Searxng
Security checks across static analysis, malware telemetry, and agentic risk
Overview
This skill matches its stated purpose of querying a user-configured SearXNG instance, with only disclosed setup and privacy considerations to review.
Install only if you have or trust the SearXNG instance you configure. For best privacy, use a local instance, and be aware that the documented `uv run` workflow may resolve Python dependencies on first use.
Static analysis
No static analysis findings were reported for this release.
VirusTotal
64/64 vendors flagged this skill as clean.
Risk analysis
Artifact-based informational review of SKILL.md, metadata, install specs, static scan signals, and capability signals. ClawScan does not execute the skill or run runtime probes.
First use may install or resolve external Python packages, which introduces ordinary package-supply-chain trust considerations.
The script declares unpinned third-party Python dependencies that may be resolved when run with the documented `uv run` workflow. These dependencies are expected for HTTP requests and formatted output, but users should notice that package resolution is not pinned in the artifact.
# dependencies = ["httpx", "rich"]
Use a trusted Python/uv environment; maintainers could improve reproducibility by pinning dependency versions or publishing a lockfile.
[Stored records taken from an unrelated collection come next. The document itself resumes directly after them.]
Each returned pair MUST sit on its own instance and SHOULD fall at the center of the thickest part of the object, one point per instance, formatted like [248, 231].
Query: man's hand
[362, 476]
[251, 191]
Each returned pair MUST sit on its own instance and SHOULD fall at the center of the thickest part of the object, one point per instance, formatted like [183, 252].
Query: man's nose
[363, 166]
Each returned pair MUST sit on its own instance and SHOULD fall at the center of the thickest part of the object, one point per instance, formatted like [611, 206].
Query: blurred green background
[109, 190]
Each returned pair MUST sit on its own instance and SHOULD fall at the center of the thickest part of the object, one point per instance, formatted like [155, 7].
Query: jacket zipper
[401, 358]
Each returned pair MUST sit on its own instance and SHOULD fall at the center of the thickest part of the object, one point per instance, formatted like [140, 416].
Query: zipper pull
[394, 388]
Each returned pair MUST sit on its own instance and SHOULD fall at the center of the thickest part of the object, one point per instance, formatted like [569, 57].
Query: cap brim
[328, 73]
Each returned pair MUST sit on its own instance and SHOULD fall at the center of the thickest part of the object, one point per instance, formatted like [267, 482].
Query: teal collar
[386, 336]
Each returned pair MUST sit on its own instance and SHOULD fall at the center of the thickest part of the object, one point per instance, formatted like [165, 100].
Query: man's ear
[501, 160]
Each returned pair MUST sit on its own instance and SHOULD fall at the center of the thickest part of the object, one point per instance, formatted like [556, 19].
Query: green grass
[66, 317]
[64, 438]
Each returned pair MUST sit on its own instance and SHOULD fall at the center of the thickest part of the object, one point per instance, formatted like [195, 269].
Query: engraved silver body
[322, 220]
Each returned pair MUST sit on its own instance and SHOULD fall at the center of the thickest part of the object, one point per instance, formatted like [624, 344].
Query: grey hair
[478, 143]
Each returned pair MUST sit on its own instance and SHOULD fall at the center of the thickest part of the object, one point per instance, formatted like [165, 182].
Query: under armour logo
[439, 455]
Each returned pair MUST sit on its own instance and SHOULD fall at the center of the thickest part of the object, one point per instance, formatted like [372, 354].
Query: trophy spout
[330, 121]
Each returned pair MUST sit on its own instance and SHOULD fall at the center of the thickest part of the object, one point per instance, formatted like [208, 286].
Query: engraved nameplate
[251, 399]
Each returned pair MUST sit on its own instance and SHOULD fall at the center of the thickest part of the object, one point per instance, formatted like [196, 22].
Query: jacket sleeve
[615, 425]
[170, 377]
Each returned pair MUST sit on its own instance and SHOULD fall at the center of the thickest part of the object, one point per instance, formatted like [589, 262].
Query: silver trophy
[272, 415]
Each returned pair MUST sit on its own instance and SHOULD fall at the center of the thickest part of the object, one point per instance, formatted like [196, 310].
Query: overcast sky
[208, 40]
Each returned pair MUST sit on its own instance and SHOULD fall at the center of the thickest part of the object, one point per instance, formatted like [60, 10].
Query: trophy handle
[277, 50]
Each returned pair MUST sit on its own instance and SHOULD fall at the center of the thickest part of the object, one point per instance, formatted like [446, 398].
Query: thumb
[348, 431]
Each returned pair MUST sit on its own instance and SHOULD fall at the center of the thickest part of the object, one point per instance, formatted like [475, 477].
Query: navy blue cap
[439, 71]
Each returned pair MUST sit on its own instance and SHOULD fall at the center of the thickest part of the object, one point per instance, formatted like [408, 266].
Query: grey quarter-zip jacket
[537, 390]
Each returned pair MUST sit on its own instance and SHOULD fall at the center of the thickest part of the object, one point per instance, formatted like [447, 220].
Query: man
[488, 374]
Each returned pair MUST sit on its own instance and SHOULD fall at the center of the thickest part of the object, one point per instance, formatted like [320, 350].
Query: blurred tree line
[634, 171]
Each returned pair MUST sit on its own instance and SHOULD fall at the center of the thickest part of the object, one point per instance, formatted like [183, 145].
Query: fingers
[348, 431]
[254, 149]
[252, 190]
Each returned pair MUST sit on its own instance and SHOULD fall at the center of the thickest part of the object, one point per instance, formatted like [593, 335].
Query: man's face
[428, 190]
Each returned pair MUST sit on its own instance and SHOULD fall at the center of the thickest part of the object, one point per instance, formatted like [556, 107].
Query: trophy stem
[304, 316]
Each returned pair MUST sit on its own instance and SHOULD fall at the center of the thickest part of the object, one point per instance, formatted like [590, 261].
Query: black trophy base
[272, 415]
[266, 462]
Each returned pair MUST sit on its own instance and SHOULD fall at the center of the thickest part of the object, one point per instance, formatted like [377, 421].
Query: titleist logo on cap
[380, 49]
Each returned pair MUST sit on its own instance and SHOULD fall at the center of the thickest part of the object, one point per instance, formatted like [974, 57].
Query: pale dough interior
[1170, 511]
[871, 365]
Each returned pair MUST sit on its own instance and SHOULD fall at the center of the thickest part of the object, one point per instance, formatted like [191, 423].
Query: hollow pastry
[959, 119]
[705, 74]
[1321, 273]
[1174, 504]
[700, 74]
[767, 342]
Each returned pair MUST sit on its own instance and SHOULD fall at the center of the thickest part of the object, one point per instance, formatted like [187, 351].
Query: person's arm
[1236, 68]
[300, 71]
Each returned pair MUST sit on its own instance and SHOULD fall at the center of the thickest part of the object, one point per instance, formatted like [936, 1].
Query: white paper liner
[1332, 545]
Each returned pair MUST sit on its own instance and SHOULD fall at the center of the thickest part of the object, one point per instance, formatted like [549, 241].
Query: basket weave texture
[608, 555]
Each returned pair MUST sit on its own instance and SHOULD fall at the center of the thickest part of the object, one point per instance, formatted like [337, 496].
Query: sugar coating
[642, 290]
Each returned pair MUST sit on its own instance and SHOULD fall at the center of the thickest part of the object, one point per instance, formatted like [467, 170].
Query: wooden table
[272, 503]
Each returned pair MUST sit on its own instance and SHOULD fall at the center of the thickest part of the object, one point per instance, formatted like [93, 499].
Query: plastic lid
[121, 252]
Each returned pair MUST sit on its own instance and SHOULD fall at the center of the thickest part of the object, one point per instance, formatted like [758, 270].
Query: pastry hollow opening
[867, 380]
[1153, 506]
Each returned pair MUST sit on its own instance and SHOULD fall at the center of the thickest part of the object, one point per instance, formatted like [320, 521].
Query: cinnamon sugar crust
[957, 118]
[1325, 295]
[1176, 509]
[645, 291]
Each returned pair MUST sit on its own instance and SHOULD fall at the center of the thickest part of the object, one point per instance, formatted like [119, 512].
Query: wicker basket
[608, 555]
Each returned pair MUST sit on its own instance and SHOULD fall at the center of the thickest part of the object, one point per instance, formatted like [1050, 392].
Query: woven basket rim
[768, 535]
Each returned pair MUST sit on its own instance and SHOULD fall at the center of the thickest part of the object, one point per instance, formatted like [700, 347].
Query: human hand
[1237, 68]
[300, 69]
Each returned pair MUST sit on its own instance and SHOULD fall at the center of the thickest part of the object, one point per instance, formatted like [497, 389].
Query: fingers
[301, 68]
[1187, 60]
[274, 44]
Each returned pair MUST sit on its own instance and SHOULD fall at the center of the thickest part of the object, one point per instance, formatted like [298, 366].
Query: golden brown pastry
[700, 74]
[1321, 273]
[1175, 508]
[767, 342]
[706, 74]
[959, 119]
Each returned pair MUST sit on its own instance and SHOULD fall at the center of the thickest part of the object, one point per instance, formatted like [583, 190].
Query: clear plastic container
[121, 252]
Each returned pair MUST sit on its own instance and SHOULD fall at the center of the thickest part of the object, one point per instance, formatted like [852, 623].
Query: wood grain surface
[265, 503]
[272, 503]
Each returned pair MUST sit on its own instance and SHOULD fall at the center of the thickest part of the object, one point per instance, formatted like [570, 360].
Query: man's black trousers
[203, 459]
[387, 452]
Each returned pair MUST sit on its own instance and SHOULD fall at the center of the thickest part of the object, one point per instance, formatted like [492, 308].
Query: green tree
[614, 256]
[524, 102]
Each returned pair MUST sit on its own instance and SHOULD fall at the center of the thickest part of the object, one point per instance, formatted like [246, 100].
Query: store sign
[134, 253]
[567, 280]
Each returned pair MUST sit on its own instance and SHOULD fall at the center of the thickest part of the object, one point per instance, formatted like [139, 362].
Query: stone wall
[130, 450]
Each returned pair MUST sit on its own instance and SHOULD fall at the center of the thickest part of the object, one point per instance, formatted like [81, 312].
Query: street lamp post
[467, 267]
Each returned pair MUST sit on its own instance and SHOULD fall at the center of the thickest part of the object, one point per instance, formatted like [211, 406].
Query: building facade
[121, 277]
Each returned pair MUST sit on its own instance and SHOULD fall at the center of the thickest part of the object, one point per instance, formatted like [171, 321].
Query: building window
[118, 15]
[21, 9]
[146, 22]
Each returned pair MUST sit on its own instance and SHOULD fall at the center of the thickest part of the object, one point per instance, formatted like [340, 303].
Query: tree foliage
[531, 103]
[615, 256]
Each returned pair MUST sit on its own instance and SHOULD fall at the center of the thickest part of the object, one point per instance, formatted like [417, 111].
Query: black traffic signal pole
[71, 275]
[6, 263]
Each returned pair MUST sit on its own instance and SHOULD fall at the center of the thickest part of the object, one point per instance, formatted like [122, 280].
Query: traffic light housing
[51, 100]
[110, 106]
If configured to use a remote or public SearXNG instance, search queries and returned results may be less protected against interception or tampering.
The skill sends search queries to the configured SearXNG endpoint and disables TLS certificate verification. This is disclosed as support for local self-signed certificates, but it matters if a user points the skill at a non-local HTTPS instance.
httpx.get(
f"{SEARXNG_URL}/search",
params=params,
timeout=30,
verify=FalsePrefer a local or trusted SearXNG instance; if using a remote HTTPS instance, consider enabling certificate verification in the script.